The city is using a $2 million grant to come up with an appropriate design for how the statue will be displayed.

COLUMBUS, Ohio — The City of Columbus is looking to discover how the community wants to display the city's Christopher Columbus statue. That statue was removed from its pedestal outside city hall on July 1, 2020 and put in storage in a secret location.

"Mayor Ginther made the decision that the statue, as it was displayed, didn't reflect our values and our aspirations as a community," Columbus Department of Development Deputy Director Jennifer Fening said. 

Tuesday evening the city is holding its first community conversation about the future of the statue from 6 to 8 p.m. in the Columbus Metropolitan Library’s main auditorium.

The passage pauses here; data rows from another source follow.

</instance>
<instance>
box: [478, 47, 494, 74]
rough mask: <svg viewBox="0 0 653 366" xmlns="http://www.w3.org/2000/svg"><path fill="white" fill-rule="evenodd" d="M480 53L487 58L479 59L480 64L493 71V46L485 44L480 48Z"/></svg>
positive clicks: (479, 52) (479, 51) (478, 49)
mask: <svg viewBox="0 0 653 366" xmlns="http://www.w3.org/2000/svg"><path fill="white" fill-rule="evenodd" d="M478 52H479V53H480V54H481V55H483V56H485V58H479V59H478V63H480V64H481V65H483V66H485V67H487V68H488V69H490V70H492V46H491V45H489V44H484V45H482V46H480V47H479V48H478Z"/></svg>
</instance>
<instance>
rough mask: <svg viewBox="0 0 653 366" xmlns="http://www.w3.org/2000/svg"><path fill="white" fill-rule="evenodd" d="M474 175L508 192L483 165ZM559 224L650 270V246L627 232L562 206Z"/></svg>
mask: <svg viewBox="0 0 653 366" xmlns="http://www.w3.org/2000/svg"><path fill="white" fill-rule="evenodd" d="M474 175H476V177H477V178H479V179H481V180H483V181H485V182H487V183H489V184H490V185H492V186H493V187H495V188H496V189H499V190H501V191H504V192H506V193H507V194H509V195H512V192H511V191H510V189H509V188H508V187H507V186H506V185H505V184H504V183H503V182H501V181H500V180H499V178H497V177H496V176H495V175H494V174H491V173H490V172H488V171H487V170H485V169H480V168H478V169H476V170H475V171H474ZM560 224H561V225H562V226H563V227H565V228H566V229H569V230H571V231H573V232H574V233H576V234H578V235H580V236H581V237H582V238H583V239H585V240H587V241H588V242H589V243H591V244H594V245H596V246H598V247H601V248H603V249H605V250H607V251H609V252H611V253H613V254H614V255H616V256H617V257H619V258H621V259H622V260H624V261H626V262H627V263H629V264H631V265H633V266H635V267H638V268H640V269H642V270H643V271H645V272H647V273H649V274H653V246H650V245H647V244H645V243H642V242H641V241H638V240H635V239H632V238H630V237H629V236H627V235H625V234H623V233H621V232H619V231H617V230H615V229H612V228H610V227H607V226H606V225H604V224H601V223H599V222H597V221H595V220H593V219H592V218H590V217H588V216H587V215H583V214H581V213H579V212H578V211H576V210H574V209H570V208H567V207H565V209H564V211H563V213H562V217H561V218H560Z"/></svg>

Landa Masdea Brunetto calls the removal heartbreaking because of what the statue symbolizes for Italian-Americans in Columbus who themselves felt marginalized at the time the statue was gifted by the city of Genoa, Italy in 1955. 

"It's just nothing but pride and acceptance," Brunetto said.

Personal pride, too. Her father and grandfather crafted special washers and a bolt to replace missing ones on the statue just in time for its dedication.  

"It couldn't have gone up," Brunetto said. "It just wouldn't have happened, and you were days away from this event in 1955." 

The city is now working on a two-year project called "Reimagining Columbus." Fening says, with a $2 million grant from the Mellon Foundation, the city is bringing the community together to collaborate on a design to explain Columbus' legacy as it is understood today. They put together a team of historians and consultants on diversity and inclusion, are working with an indigenous architecture firm, and are now taking public input. 

"As a city named Columbus how do we talk about his legacy and who we are today and what our aspirations are and how do we visually depict that in our public space?" Fening said.

Brunetto says she understands the criticisms of Columbus and applauds the "Reimagining Columbus" project. She just wants the final design to be fair and comprehensive. 

"It's about understanding," Brunetto said. "I think if everybody understands everyone's point of view, maybe things will calm down, maybe people will go, 'oh!' That may be the ah-a moment."   

Tuesday's community conversation event is the first in a series of events and conversations through the spring and early summer to get the community's input on this project. Fening says they hope to have a final design by June 2025.